@generated function - iterate over function argument

Hi there,

I would like to learn a bit more about generated functions. My goal is to convert a struct into a tuple. I already achieved that if I want to convert all fields

struct Teststruct{A,B,C}
    a   :: A
    b   :: B
    c   :: C
end


@generated function to_tuple_generated(x)
    tup = Expr(:tuple)
    for i in 1:fieldcount(x)
        push!(tup.args, :(getfield(x, $i)) )
    end
    return :($tup)
end

te = Teststruct(1., 2., 3)
to_tuple_generated(te) #(1.00, 2.00, 3)

Now, how would I proceed if I only want a specific subset of the fields, say .a and .c in the tuple? I get that the @generated function only sees the input type, so I tried to make it working with :($argument ), but did not succeed. My unsuccessful approach:

#idx are all keys/indices that should be returned as 
@generated function to_tuple_generated(x, idx)
    tup = Expr(:tuple)
    for i in :($idx) #Here only Type{idx} is visible and function errors
        push!(tup.args, :(getfield(x, $i)) )
    end
    return :($tup)
end
idx = [1, 3] #Create tuple from first and third field element
idx2 = (:a, :c) #Create tuple from first and third field element 
to_tuple_generated(te, idx) #should be (1., 3)
to_tuple_generated(te, idx2) #should be (1., 3)

How about this? It seems to pass your tests, although I’m sure a more serious Julia user would probably be unhappy with the amount of type system abuse here.

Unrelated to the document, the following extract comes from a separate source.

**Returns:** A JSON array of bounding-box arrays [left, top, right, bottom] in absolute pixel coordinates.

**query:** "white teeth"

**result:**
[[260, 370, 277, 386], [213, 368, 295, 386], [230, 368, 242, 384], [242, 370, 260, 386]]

getval(::Type{Val{T}}) where{T} = T
@generated function to_tuple_generated(x, vals...)
    tup = Expr(:tuple)
    for v in vals 
      push!(tup.args, :(getfield(x, getval($v))))
    end
    return :($tup)
end

which you then call with

to_tuple_generated(te, Val(1), Val(3))
to_tuple_generated(te, Val(:a), Val(:c))
1 Like

Thank you! It is quite a bit faster than a runtime version like this:

to_tuple_naive(container, fld ) = Tuple( getfield(container, v) for v in fld  )
sym = ( Val(:a), Val(:c) )
to_tuple_naive(te, (:a, :c) )
to_tuple_generated(te, sym... ) #(1.00, 2.00, 3)

using BenchmarkTools
@btime to_tuple_naive($te, $(:a, :c) )      # 241.007 ns (7 allocations: 320 bytes)
@btime to_tuple_generated($te, $sym... )    # 0.001 ns (0 allocations: 0 bytes)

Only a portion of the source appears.